The book begins in June 1971, with the main character, 16-year-old Dominick Pindle, riding with his mother and her best friend looking for his Dad. Seems that Dad likes staying out until all hours in the barsm carousing with other women, and rarely coming home. When a search of all the most likely nightspots yields nothing, Dominick’s mother, after much soul searching, decides to look for him at the home of the woman she thinks he is having an affair with, Edie Kramer.

Sure enough, they find Dominick’s father’s car close to Edie’s house. Dominick is dispatched to go inside and find his father. Once inside, Dominick finds himself so greatly spellbound by Edie’s charms after she kisses him that he impulsively promises to do her a favor one day. She tells him his father isn’t there, but on the way out, he sees his father hiding in the bedroom. Dominick, bound by his promise to Edie and smitten with the older woman, doesn’t tell his mother. In doing so, he sets in motion a chain of events that will affect his young life in unimaginable and catastrophic ways.

You all too often hear the phrase “intelligent page turner”, but it really holds true for this book. With prose like, “Only when I’m up in that room alone do I think about the rest. The way the world pinballed on me that year. And the way events aligned like stars, forever reshaping the pattern of my life,” and, “Thoughts I spend all year pushing away tumble forward, and I have to hold my breath to shut out the stale air, the memories, the regrets. If only I hadn’t kissed Edie that night. If only I hadn’t been so curious about Truman . . .” — Truman is the mysterious half-brother his mother keeps alluding to — you’re hooked from the first page.

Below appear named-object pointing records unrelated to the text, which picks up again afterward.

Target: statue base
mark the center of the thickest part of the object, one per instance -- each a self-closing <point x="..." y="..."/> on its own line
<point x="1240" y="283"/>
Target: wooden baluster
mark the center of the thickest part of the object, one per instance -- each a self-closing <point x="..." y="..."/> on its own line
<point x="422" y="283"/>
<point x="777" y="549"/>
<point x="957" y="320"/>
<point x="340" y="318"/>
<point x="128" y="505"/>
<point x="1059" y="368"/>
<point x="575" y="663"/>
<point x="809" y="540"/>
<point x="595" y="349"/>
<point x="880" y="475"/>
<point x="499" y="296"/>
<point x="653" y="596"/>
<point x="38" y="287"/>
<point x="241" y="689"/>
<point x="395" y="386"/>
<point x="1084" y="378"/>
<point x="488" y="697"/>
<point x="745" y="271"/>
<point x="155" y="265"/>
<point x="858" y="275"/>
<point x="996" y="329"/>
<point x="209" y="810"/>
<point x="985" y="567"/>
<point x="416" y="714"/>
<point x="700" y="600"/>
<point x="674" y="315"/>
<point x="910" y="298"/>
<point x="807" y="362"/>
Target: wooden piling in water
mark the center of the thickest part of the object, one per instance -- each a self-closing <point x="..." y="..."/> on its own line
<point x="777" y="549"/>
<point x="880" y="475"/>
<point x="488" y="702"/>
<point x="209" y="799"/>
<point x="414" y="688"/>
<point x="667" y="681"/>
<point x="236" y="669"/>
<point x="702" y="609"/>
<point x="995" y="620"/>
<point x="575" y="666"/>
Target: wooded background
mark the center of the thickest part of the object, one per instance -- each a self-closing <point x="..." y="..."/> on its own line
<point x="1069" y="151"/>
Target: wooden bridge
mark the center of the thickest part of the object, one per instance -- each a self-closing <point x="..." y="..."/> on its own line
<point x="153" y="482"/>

The various twists and turns of plot alone could hold your interest enough to finish the book in a sitting or two. This is your quintessential dysfunctional family with intriguing secrets popping up all over the place. Why does Dominick ‘s mother, who claims she can’t afford to heat the house or wear a coat, have a stash of hidden cash — and where did it come from? Who exactly is Truman, Dominick’s supposed half-brother? What’s Edie really up to? Why does Dominick’s mother run away from home and hole herself up in a hotel room? What will be the results of Dominick’s rash promise to his father’s mistress? And where will his curiosity about the skeletons in the family closet take him?

In the end, though, it’s Searles’ character development, especially of his main character, Dominick, that keeps you reading. Set in a small New England working class town in the ’70s, Dominick’s painful process of growing up as he struggles to uncover and cope with his family’s troubled history makes for a gripping coming-of-age story that will stay with you for quite awhile.

However, if you want to enjoy this book, let me give you some advice. Don’t read the reviews at Amazon.com or Barnes and Noble’s website (bn.com). Not that they aren’t accurate in their nearly unanimous praise of this book, but that they give away too much of the story. It’s so much better to discover the secrets of Boy Still Missing yourself.